Il fut un temps, au tout début de l’histoire, où elle s’appelait Josette. Elle était née dans un village oublié de Normandie, du côté de Pont-Audemer. Une enfance qui aurait pu être sans histoire, bercée par le rythme de la ferme. Puis il y avait eu la guerre, l’occupation, plutôt, qui faisait peur, qui donnait faim. L’atmosphère était tendue, le soir. Josette détestait les bruits de la nuit, qu’elle ne s’expliquait pas. Puis il y avait eu le déchainement de feu, le bruit terrifiant des avions, des bombes, des armes dans la cour de la ferme. Puis plus rien. Les souvenirs de Josette n’allaient pas plus loin que quelques émotions, le vacarme et le silence. La joie après la peur, mais elle n’avait pas très bien compris ce qui s’était passé. Elle était si petite. Ensuite, il y avait eu l’école, loin de la maison. Il fallait marcher, c’était dur. Elle préférait rester à la ferme et aider. Ca lui aurait bien convenu et à ses parents aussi. Elle avait grandi comme ça, sans y penser. Un jour, elle était devenue jeune fille. Alors, il y avait eu Claude, le Claude qu’elle avait toujours connu, celui qui avait des gros bras et qui chantait à tue-tête en rangeant les ballots de foin dans la grange. Elle n’avait pas très bien compris ce qu’il lui voulait, pourquoi il soufflait si fort, ce qu’il lui disait dans le creux de l’oreille et qui lui arrachait des frissons. Alors elle s’est retrouvée enceinte. Scandale. La honte. Elle ne comprenait pas trop pourquoi ses parents étaient si en colère. Son oreille résonnait toujours de la gifle magistrale que son père lui avait balancée en apprenant la nouvelle. Réparer ? Mais réparer quoi ? « Ma fille, on va t’faire passer ça, pis après faudra qu’t’ailles à la ville pour travailler, ton père veut plus t’garder ici. Y dit qu’tu s’ras mieux en ville, qu’tu rapporteras plus d’argent et moins de soucis », lui avait annoncé sa mère. Josette avait dû serrer très fort les dents pour ne pas crier, mais « c’était passé ». Elle avait saigné, puis tout s’était arrangé et elle était partie pour Pont Audemer.
Elle n’était pas restée très longtemps à Pont Audemer. Juste le temps de se déniaiser un peu. Elle n’y connaissait personne et avait déniché un travail de troisième main chez un marchand de fromage en faisant du porte à porte pour proposer ses services. Justement, il y avait une fille enceinte qu’on avait renvoyée dans sa famille et il fallait la remplacer. Josette avait eu vite fait de rencontrer Jeff, dont elle ne savait pas trop s’il était vraiment adjudant et aussi américain qu’il le prétendait. Elle l’avait suivi à Paris.
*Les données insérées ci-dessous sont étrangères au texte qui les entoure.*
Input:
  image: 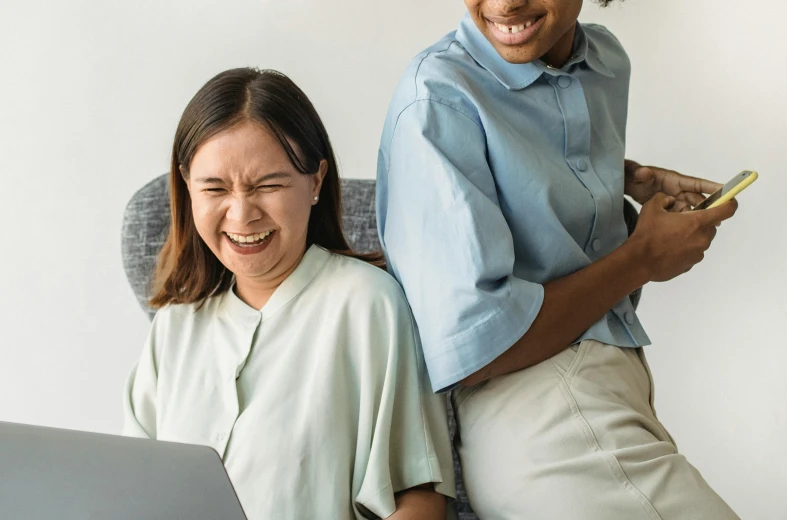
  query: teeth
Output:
[495,20,535,34]
[227,230,273,244]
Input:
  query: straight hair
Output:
[149,68,385,309]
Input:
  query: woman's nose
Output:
[227,194,263,224]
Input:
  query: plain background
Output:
[0,0,787,520]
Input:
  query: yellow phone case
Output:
[705,170,759,209]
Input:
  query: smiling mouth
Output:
[489,16,541,34]
[224,229,273,247]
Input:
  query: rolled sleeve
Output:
[378,99,544,391]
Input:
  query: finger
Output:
[678,174,723,197]
[697,199,738,226]
[684,192,705,207]
[651,192,677,211]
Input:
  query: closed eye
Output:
[257,184,284,191]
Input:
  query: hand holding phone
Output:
[693,170,759,211]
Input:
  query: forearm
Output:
[461,240,649,386]
[388,485,446,520]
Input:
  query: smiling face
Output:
[186,121,327,295]
[465,0,582,67]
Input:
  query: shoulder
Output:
[388,32,480,130]
[582,23,631,74]
[150,295,223,345]
[321,253,410,321]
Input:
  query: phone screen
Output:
[694,171,751,210]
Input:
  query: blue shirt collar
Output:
[456,14,615,90]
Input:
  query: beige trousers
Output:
[452,340,738,520]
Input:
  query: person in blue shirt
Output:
[377,0,738,520]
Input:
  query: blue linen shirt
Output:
[377,16,650,391]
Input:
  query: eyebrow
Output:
[194,172,290,184]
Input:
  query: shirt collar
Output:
[456,14,614,90]
[222,245,331,321]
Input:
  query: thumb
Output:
[699,199,738,226]
[651,192,677,210]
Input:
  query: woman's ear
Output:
[312,159,328,197]
[178,164,191,193]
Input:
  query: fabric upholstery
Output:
[121,174,640,520]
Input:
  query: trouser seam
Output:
[550,359,663,520]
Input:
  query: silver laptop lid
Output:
[0,422,246,520]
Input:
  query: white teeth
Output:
[495,20,534,34]
[227,230,273,244]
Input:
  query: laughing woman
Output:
[124,69,454,520]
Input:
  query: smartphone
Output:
[694,170,759,211]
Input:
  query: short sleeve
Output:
[377,100,544,391]
[122,312,162,439]
[355,286,455,518]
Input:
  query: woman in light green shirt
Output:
[124,69,454,520]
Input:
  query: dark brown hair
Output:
[150,68,384,308]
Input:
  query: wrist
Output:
[617,234,653,291]
[623,159,642,175]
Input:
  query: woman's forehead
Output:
[190,123,295,180]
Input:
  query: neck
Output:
[541,22,577,69]
[235,246,306,310]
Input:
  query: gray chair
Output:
[121,174,639,520]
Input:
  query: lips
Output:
[486,15,545,45]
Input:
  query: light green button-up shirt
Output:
[123,246,454,520]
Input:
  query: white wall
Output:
[0,0,787,519]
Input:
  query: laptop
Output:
[0,422,246,520]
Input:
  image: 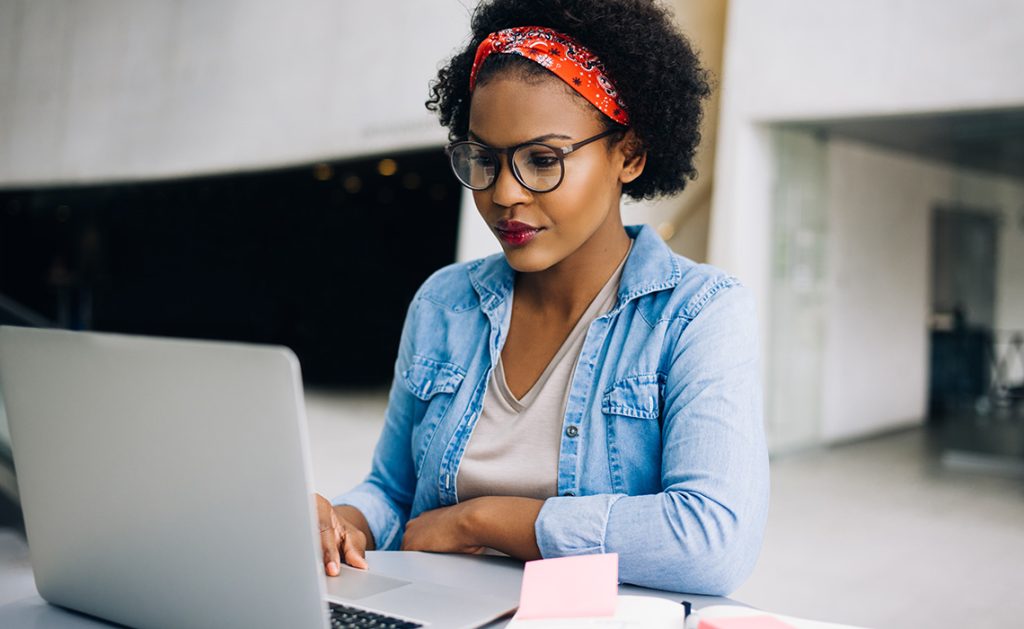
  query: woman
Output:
[317,0,768,594]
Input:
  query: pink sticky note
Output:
[515,552,618,620]
[697,616,796,629]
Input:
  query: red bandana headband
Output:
[469,27,630,125]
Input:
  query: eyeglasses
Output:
[444,129,622,193]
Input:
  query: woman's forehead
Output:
[469,77,601,146]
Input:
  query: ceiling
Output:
[785,108,1024,179]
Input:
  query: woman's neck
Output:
[515,219,630,321]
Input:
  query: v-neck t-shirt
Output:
[456,242,633,501]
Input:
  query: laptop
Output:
[0,327,518,629]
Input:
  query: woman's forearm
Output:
[468,496,544,560]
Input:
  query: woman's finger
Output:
[321,527,341,577]
[341,531,370,570]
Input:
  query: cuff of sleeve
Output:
[331,483,402,550]
[534,494,625,559]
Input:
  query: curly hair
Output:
[426,0,711,199]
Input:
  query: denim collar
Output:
[468,224,682,311]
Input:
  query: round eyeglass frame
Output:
[444,127,625,193]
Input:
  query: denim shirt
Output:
[332,225,768,594]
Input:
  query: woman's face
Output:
[469,75,642,272]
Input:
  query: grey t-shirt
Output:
[456,243,633,501]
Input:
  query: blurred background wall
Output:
[709,0,1024,450]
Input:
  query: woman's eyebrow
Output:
[468,131,572,149]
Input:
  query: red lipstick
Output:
[495,219,541,247]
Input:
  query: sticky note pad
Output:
[697,616,796,629]
[515,553,618,620]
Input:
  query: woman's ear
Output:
[618,129,647,183]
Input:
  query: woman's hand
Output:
[401,500,485,554]
[316,494,368,577]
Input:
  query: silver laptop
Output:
[0,327,517,629]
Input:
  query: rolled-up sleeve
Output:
[535,284,769,595]
[331,293,423,550]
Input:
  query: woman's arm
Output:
[466,496,544,561]
[536,286,768,594]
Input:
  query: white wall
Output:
[0,0,472,186]
[821,140,1024,441]
[709,0,1024,444]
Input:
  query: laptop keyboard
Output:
[329,601,423,629]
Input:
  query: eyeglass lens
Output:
[452,144,562,192]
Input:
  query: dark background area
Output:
[0,149,460,387]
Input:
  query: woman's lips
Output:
[495,220,541,247]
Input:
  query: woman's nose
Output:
[492,160,530,207]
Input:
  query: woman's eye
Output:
[529,155,558,168]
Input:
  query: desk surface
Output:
[0,530,741,629]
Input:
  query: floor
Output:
[307,391,1024,629]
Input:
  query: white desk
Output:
[0,530,741,629]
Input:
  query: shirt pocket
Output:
[601,374,665,496]
[401,354,466,478]
[601,374,664,419]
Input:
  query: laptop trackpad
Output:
[327,565,410,600]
Il fut un temps, au second chapitre de l’histoire, où elle s’appelait Floriane. Elle vivait grand train à Paris, où son protecteur l’avait installée dans un petit appartement très cosy. Elle allait au restaurant, au cinéma et rêvait de faire carrière sur les planches. Elle avait suivi quelques cours d’art dramatique et cachetonnait dans l’espoir, toujours reporté, de décrocher enfin un grand rôle. Floriane prenait ses désirs pour des réalités et rejouait Macbeth version domestique. Si bien qu’un jour, le généreux protecteur en eut par-dessus la tête de son rôle de cocu magnifique. Sans problème, elle avait trouvé un autre mécène. La jeunesse et la beauté accomplissaient leur œuvre de séduction. Autre appartement cosy, autre quartier, même histoire.
La vie avait coulé, filé comme le temps, comme la jeunesse, comme la beauté. Au troisième chapitre, elle s’appelait Maria Palatino. Un nom italien pour une la patronne d’une boutique de vêtements bien placée derrière les Champs Elysées, c’est plus vendeur. Située à deux pas de chez Régine, célèbre bar tant fréquenté par Floriane, c’était un moyen de ne pas couper le contact avec les plaisirs enfuis. Si Pont-Audemer et la Normandie faisait définitivement partie d’un passé mort et enterré avec les vieux parents dans le cimetière communal, Maria se rattachait avec énergie aux racines qu’elle s’était inventée et qui lui tenaient lieu de famille. Maria, émigrée d’Italie pour fuir le fascisme de Mussolini, avait fait sa vie à Paris et le peu d’argent qu’elle avait pu mettre de côté lui permettait, désormais, de promouvoir le chic italien dans la capitale française.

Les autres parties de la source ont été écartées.